Columbia Business School held their 20th Annual Private Equity Conference last week and, of course, there was a preponderance of Columbia MBA graduates and current MBA candidates. Does the degree make a difference? Listen to what they have to say about that and everything from what it takes to get funded to New York as a tech epicenter.
All images courtesy of Columbia Business School PE Program
Peter Barris (MBA, Dartmouth), Managing General Partner of NEA: “We hire pre-MBAs for two year stints. Then they get into the Columbia Business School. We also hire people out of our (portfolio) companies. Consider going to work at a startup. We look for people who work at our startups.”
Micah Rosenbloom (MBA, HBS), Founders Collective: “MBAs want to start companies. Bankers want to start companies. New York is open in that respect. Not everyone has to come out of Google.”

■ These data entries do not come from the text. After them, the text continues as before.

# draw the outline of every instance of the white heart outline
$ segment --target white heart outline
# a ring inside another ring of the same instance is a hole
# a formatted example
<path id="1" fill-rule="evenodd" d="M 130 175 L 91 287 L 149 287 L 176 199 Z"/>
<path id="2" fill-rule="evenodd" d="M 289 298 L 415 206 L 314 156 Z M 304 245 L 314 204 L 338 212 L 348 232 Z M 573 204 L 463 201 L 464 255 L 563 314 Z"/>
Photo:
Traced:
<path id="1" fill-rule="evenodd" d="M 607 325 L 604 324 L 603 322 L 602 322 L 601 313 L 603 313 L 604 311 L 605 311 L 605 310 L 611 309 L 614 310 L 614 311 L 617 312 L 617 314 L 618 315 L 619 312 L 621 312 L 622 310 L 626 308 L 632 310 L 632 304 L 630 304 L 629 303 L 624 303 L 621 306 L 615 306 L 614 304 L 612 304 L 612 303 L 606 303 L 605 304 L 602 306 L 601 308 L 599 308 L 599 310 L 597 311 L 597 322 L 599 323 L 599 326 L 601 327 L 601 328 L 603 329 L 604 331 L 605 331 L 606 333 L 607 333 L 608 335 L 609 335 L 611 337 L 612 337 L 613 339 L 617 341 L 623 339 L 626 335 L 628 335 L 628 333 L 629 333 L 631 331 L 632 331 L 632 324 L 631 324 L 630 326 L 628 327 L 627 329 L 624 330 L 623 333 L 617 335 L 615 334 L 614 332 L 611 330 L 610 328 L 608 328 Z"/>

Stuart Ellman (MBA, HBS ’92), RRE Ventures: “It has less to do with education these days. Are pedigrees important? Jon Steinberg (BuzzFeed) went to Princeton and Columbia. Bre Pettis (MakerBot) was a 4th Grade teacher. What people achieve is much more important.”
On what investors look for in a startup:
Micah Rosenbloom: “Can you capture the imagination of the investor? That’s what it comes down to.”
David Pakman, Venrock, focuses on the team’s motivation. They’re all smart. I want to know how many times they will run through a brick wall. Will they be around to build something, or take a buy out and buy an apartment? Who wants people who want to be unicorns? We want people who are in it for something else – entrepreneurs who want to build iconic companies… At Apple, we tested with a small group. If at least 20% of the people didn’t hate it, it didn’t move forward. We were looking for the outliers.”
Micah Rosenbloom: “If one single person is pounding the table, we move forward. There’s so little data about early stage. It’s impossible to find the outliers.”
David Aronoff (MBA, HBS), Flybridge Capital Partners: “People we’ve backed run the gamut. We want to know if they can they motivate investors. Can they build a team and hire people they should not have been able to hire? We asked (Bre Pettis) why everyone will need to have a 3D printer in their home and he answered, ‘because they’re awesome.’ We passed. He was right.
David Pakman: “The only way to find the real outliers is when at least ½ the group says no. And when everyone says it’s impossible to connect every single person on the planet on one social network? No, that’s not possible.
Stuart Ellman: “The X Factor for VC’s is who can figure out who is the next Bre Pettis or Mark Zuckerberg…
Everything you do as an entrepreneur will follow you for the rest of your career… It will follow you for the rest of your life.”
Jared Grusd (MBA, Columbia), Spotify: (On VCs) “The one thing we have, besides capital, is our reputation. The mirror goes both ways.”
Micah Rosenbloom: “There’s a category called ‘alchemy.’ If something looks really interesting, but there’s something missing, we’ll try to help. But you need the holy trinity.”
On the difference between the East Coast and West Coast:
David Aronoff: “New York is inherently more conservative than the West Coast. The West Coast investors want to hear about markets that don’t exist, not markets that do exist. In NY they ask, ‘what market are you going after and how big is it?’ New York is good at the app layer, financial services and Big Data. They take a few years to develop. New York is here. New York has the fastest growth rate, second only to Silicon Valley. It won’t be long before we have $10 billion exits, then $20 billion.
We need to stop being apologists. We shouldn’t always be compared to the West Coast. “
Stuart Ellman: “In 2007, there were a lot of skeptics. It took a lot of convincing to get people to invest. In 2011, there was more interest. Now, it’s not a question.
Ten years ago, if you were a great entrepreneur, you needed to be in Silicon Valley. Over the last ten year, (a lot has come out of the New York) primordial soup. To me, Chicago should have a vibrant startup community. Netscape came out of the University of Illinois. Atlanta should have a vibrant startup community. But they don’t: it’s New York, Silicon Valley and Boston…
David Aronoff: “The X Factor in New York is the community.”